Mosque in Kushtia, Bangladesh

The Harinarayanpur Shahi Mosque (হরিনারায়ণপুর শাহী মসজিদ), also known as Harinarayanpur Shah Shuja Mosque (হরিনারায়ণপুর শাহ সুজা মসজিদ), is a mosque located in Harinarayanpur of Harinarayanpur Union of Kushtia Sadar Upazila of Kushtia district, in the Khulna Division of Bangladesh. The exact date of establishment of the Mughal era mosque, associated with Shah Shuja, is unknown. The mosque is some 21 km from Kushtia, via Kushtia-Jhenaidah highway.

== Architecture ==
The mosque has three domes and is rectangular in east–west direction. The length of the mosque is 13.71 m and the width is 5.18 m. The entire mosque is built of terracotta bricks and lime mortar. According to the Mughal mosque construction method, the three domes of the mosque are of equal volume and height.

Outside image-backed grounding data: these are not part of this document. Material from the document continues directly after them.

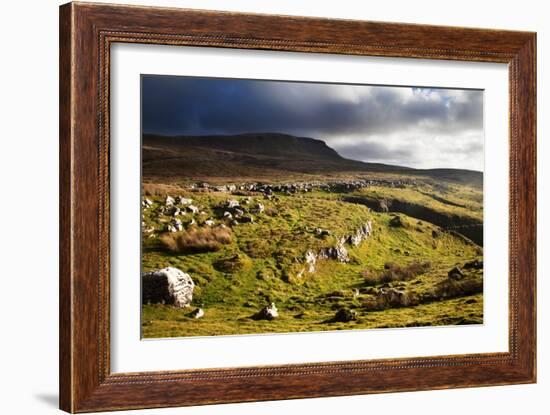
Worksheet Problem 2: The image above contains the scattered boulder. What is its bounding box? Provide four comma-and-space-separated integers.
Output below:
204, 219, 215, 226
464, 259, 483, 270
189, 308, 204, 319
223, 211, 233, 219
142, 267, 194, 308
389, 215, 404, 228
226, 199, 240, 209
176, 196, 193, 205
170, 218, 183, 231
187, 205, 199, 214
240, 215, 255, 223
171, 207, 185, 217
315, 228, 331, 237
142, 198, 153, 209
165, 196, 175, 206
333, 308, 357, 322
448, 266, 464, 280
253, 303, 279, 320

The height of the domes is 3.6 m. There are five doors to enter the mosque. The central entrance door is relatively higher than the other doors with a height of approximately 1.9 m and a width of approximately 1.19 m.

The mosque has two rows where twenty worshipers can offer prayers in each row. In 2000, five more qatars were added with the construction of new buildings along with mosques, each qatar can accommodate 26 worshipers. According to this, the present capacity of the mosque is 170 worshipers.